Landscape package reporting

Package management is a core feature of Landscape. This document describes package reporting, a component of package management, and outlines the services and steps involved for Landscape to gather and display package information.

Overview of package reporting

For Landscape to manage packages effectively, Landscape Client must first report the package state of a managed instance to Landscape Server. Client does this through a process called “package reporting”.

Package reporting is initiated by Landscape Client, which periodically runs a process called package-reporter. This process updates the instance’s local package cache, detects any changes, and sends those changes to Landscape Server.

Landscape Server stores this information in its database. Landscape administrators can then perform package actions that instruct Client to change the instance’s package state, such as installing, upgrading, holding, unholding, or removing packages.

Services involved in package reporting

There are two key services involved in package reporting: package-reporter and message-system. And like most things in Landscape, package reporting involves activity on both the Client-side and the Server-side.

Client is responsible for maintaining a view of the state of packages on a managed instance and reporting changes in that state to Server. The Client service that performs these tasks is called package-reporter, which is run periodically on the instance as the landscape user.

Server is responsible for maintaining its own view of the state of packages on the instance as well, which it keeps synchronized with Client’s view by processing package reporting messages from Client. Server also provides a mechanism for bootstrapping Client’s information about packages which can speed up package reporting.

Once package reporting messages are sent to Server from Client, they’re received by Server’s message-system service, which immediately processes them.

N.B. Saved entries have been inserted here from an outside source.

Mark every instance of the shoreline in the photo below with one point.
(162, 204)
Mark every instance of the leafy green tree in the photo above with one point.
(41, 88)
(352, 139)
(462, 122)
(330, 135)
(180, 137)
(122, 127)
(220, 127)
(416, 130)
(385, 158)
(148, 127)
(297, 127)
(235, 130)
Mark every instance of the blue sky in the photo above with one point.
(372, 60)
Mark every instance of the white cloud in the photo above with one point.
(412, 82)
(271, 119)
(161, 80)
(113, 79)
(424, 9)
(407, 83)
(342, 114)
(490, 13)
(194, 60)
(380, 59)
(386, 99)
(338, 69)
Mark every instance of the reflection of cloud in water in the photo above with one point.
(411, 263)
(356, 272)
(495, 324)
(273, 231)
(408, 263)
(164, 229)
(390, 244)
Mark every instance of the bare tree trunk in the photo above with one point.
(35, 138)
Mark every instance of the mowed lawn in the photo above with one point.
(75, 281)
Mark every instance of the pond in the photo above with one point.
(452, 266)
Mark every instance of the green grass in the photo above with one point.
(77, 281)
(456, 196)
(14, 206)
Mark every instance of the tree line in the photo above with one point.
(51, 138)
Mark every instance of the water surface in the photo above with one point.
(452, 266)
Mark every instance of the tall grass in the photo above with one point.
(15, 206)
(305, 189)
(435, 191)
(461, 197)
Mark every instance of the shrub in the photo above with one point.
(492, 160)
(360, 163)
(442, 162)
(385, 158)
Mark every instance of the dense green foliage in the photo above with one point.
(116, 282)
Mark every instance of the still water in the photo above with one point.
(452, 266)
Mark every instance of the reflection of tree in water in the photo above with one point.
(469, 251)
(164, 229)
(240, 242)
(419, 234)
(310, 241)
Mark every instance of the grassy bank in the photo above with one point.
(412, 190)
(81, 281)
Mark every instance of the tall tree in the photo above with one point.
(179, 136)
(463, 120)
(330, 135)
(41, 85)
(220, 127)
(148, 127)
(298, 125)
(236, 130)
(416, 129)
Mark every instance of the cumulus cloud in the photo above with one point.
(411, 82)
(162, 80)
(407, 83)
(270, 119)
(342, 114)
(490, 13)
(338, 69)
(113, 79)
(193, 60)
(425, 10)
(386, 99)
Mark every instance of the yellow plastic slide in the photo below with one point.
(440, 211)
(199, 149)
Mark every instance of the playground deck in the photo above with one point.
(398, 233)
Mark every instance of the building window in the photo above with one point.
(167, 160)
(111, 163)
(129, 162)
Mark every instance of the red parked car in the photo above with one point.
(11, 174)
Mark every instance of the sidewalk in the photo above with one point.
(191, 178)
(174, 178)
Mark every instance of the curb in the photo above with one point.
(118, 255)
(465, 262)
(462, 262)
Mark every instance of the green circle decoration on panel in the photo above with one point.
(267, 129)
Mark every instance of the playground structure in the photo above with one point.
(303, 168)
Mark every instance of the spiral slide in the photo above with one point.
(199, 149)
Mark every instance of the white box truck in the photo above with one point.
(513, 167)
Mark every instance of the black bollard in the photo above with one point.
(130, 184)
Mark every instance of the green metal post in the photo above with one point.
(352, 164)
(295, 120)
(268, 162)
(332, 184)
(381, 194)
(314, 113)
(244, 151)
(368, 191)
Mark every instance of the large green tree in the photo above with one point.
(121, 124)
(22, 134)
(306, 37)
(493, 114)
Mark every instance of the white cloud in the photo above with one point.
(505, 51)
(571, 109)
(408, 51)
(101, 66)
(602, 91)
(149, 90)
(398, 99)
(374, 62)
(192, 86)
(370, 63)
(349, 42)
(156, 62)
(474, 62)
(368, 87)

Data stores involved in package reporting

Landscape Server and Landscape Client both store package reporting state. Here’s a list of the different stores of package information and their types. More details on each can be found in the Package reporting step-by-step section.

Server:

  • package database: a PostgreSQL database that contains general, non-Client-specific information regarding packages that Landscape knows about. It is the authoritative source for Landscape package IDs.

  • computer_packages database: a PostgreSQL database table that contains arrays of Landscape package IDs for each Client, one column for each package state.

  • hash-id database files: a collection of SQLite database files that contain a mapping of Landscape package hashes to Landscape package IDs. There is one hash-id database file per Ubuntu series, per CPU architecture.

Client:

  • Client package database: a SQLite database file that mirrors the computer_packages database on Server. It has one table for each package state with one column of Landscape package IDs. It also contains some state regarding the current package reporting progress.

  • hash-id database file: one of Server’s hash-id database files, downloaded from Server and matching the Client’s Ubuntu series and CPU architecture.

Package state

Before we go into package reporting details step-by-step, it’s important to understand what package reporting is actually reporting.

The package state for an instance is the complete set of packages that are available for installation or currently installed on an instance. The package state is represented by six categories, which are not mutually exclusive.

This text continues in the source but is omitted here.